Решение Европейского суда по правам человека по катынскому делу, которое почти совпало по времени со второй годовщиной катастрофы самолета президента Польши под Смоленском, вновь привлекло внимание к российско-польским отношениям. Конечно, все будут трактовать вердикт в выгодном для себя свете, но главное — разбирательство не нанесло урона хрупкому примирительному процессу между Россией и Польшей, который начался в конце 2000-х годов и заметно оздоровил атмосферу.
Преодоление недоверия между Россией и Польшей считается ключом к кардинальному сближению России и Европы. По распространенной версии, осознание того, что европейская политика России не будет эффективной, если Варшава останется принципиальным противником всего исходящего из Москвы, и стало три года назад толчком к переменам с российской стороны. Премьер-министр Владимир Путин пришел к выводу, что выгоднее пойти навстречу Польше в эмоционально и нравственно важном для нее вопросе трагического прошлого, чем превращать защиту сталинской политики в вопрос национального престижа. Гибель польской делегации, летевшей на траурную церемонию в Катынь, стала жестокой проверкой взятого правительствами двух стран курса на сближение. Курс, к удивлению многих, устоял и даже укрепился. Отчасти этому способствовали оппоненты кабинета Дональда Туска под водительством брата погибшего главы государства Ярослава Качиньского, которые явно переусердствовали с превращением польской политики в бесконечную погребальную мессу по президенту, известно кем (русскими, ясное дело) убиенному.
С 2010 года в российско-польских связях не было ярких прорывов, но куда важнее, что не произошло и провала. Несмотря на периодические всплески, связанные с расследованием катастрофы и реакцией на нее в Польше, правительствам двух стран до сих пор удавалось выходить из складывающейся ситуации. Возвращение Владимира Путина на президентский пост сыграет скорее позитивную роль.

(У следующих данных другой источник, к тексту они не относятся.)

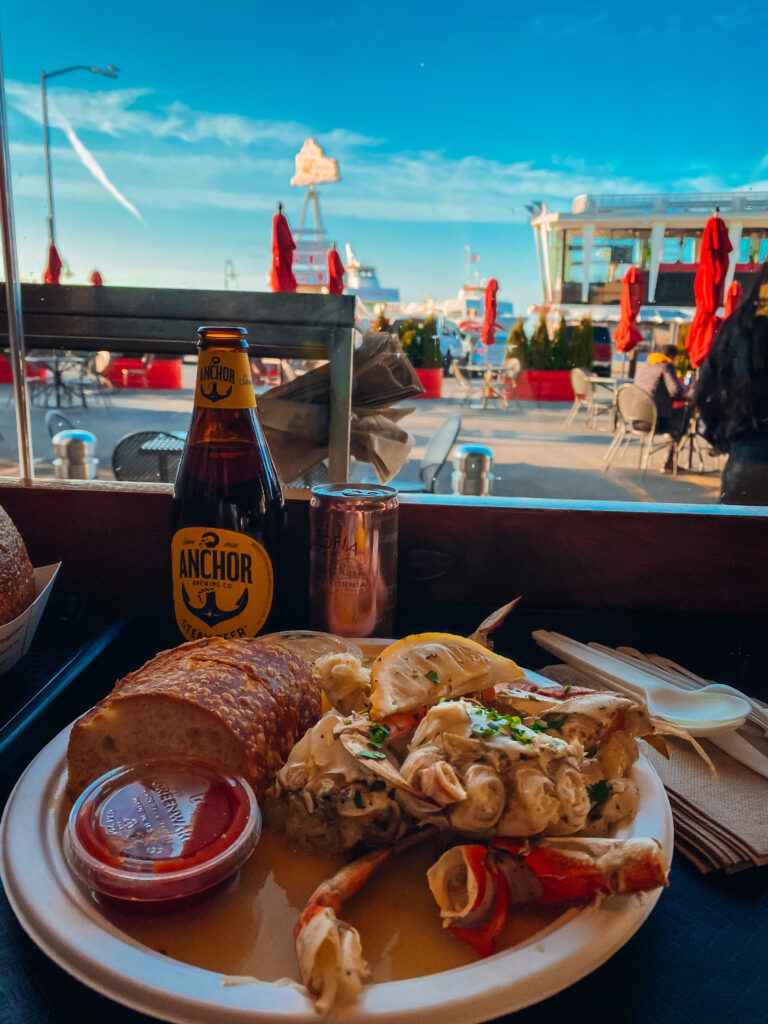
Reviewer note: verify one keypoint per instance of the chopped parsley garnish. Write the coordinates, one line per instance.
(599, 792)
(556, 722)
(378, 734)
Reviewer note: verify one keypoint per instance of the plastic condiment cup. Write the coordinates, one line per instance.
(162, 829)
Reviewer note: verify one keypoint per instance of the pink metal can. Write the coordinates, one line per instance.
(353, 559)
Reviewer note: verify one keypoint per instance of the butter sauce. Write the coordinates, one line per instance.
(246, 926)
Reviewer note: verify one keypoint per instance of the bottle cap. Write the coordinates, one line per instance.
(214, 334)
(161, 829)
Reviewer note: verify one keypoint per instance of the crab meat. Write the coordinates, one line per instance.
(473, 886)
(344, 680)
(512, 780)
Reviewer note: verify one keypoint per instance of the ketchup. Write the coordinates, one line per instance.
(161, 829)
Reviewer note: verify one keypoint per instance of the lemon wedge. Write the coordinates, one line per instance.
(420, 670)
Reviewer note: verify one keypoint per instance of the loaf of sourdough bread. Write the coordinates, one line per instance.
(237, 704)
(16, 576)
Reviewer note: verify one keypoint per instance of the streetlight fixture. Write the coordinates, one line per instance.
(110, 72)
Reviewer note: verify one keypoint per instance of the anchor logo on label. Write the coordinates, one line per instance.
(210, 612)
(213, 393)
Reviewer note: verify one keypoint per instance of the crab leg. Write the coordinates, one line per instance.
(493, 622)
(474, 886)
(329, 950)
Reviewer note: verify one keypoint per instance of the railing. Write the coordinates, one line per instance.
(670, 203)
(165, 322)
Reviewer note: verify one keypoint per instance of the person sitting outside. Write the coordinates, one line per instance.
(658, 379)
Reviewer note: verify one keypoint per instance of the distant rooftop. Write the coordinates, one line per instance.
(732, 202)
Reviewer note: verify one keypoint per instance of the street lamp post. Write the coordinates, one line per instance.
(111, 72)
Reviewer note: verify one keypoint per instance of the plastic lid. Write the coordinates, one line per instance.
(161, 829)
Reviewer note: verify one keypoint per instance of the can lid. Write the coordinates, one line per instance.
(354, 492)
(161, 829)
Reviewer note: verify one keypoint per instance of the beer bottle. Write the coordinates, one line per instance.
(227, 502)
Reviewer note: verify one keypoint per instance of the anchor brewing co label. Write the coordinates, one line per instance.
(222, 583)
(224, 380)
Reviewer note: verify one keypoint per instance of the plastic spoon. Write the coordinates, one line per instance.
(692, 710)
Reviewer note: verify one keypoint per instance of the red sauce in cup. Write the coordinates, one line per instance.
(162, 829)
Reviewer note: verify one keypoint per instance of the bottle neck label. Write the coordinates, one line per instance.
(222, 583)
(224, 380)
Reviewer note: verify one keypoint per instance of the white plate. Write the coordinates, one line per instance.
(68, 926)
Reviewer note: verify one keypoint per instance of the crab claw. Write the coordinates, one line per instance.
(331, 960)
(578, 869)
(329, 950)
(471, 894)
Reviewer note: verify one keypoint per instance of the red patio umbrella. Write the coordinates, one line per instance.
(53, 269)
(335, 272)
(732, 298)
(633, 292)
(708, 288)
(489, 326)
(281, 276)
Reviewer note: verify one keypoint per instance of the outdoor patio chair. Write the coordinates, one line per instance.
(54, 422)
(465, 385)
(637, 422)
(91, 382)
(138, 376)
(147, 456)
(437, 450)
(587, 397)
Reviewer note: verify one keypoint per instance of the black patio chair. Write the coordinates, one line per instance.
(147, 456)
(55, 421)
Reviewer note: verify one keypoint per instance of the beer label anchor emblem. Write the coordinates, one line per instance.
(224, 381)
(222, 583)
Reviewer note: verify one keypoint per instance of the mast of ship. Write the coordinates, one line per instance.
(310, 258)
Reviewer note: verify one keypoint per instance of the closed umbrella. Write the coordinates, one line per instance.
(708, 288)
(53, 269)
(633, 292)
(281, 276)
(732, 298)
(489, 326)
(335, 272)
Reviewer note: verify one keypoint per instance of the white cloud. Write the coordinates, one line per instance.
(114, 113)
(168, 168)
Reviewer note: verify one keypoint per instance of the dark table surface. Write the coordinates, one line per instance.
(699, 957)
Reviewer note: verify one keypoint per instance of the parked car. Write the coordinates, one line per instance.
(448, 332)
(603, 349)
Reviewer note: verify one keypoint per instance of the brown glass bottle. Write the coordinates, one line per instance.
(227, 503)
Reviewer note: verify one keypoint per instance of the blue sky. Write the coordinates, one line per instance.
(446, 120)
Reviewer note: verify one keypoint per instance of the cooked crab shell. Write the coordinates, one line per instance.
(492, 775)
(333, 799)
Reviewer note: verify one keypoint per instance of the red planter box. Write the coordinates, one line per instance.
(6, 377)
(545, 385)
(163, 374)
(431, 381)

Для России этот сюжет имел особое значение — руководство использовало его для того, чтобы свернуть кампанию по заигрыванию с советским прошлым, которая достигла пика во второй половине 2000-х годов. Дело, конечно, не во внезапном прозрении относительно сущности сталинизма, а в осознании того, что, будучи использовано как политический инструмент, его наследие не дает уже никакого эффекта, кроме воспроизводства бесплодных споров. И хотя наивно ожидать, что вопрос теперь сам собой закроется, но по крайней мере похоже, что власти больше не будут сознательно возвращать его в сферу публичной дискуссии. Тихое закрытие Комиссии по борьбе с фальсификацией истории это подтверждает.
Существует ли в России интерес к тому, чтобы углублять и расширять процесс исторического примирения, распространив его, например, на балтийские страны? В какой-то степени, вероятно, да, но польская модель здесь неприменима.
Во-первых, способность Балтии влиять на европейскую политику в целом существенно ниже, чем Польши, поэтому и ценность урегулирования не столь велика. То есть, конечно, потепление с Вильнюсом, Ригой и Таллином облегчит работу в Европе, но эффект и необходимые усилия могут оказаться не соответствующими друг другу.
Во-вторых, в балтийских странах сложно найти собеседника, который, как Дональд Туск в Польше пять лет назад, мог бы не только принять на вооружение сугубо прагматический подход, но и последовательно его выдерживать. Прагматиков вероятнее всего найти в Риге, однако там слишком нестабильная политическая среда, постоянно меняются правительства и даже президенты, так что проводить твердую линию просто некому. Другая крайность — Эстония, где власть как раз устойчива и эффективна, но разговаривать с людьми, подобными президенту Томасу Хендрику Ильвесу, — пустая трата времени, прагматизм в отношении России у него и его единомышленников отсутствует. Литва — промежуточный случай. Потенциально президент Даля Грибаускайте могла бы стать «литовским Туском», но общая политическая ситуация неблагоприятна.
В-третьих, со странами Балтии существует обстоятельство, которого у России нет с Польшей. Если на польском направлении речь в основном идет об исторических претензиях и обиде со стороны Варшавы, то в отношении Прибалтики багаж свежих фобий накопила и Москва. Проблема русскоязычного населения и снисходительного отношения к нацизму со стороны тамошних властей (марши ветеранов СС и пр.) создают в России ощущение, что балтийские столицы бросают Москве дерзкий вызов, унижая российское национальное достоинство. Поэтому если в польском случае присутствует внутреннее осознание собственной неправоты, то в балтийском есть чувство уязвленности, что, конечно, довольно абсурдно, если сравнить масштаб России и ее крошечных балтийских соседей. Но это психологическая травма, уходящая корнями в распад СССР, и преодолеть ее будет нелегко.
По мере удаления от советского периода политические отношения с Балтией, вероятно, тоже будут становиться нормальными — просто под воздействием фактора времени. Однако в обозримом будущем изменений ожидать не стоит.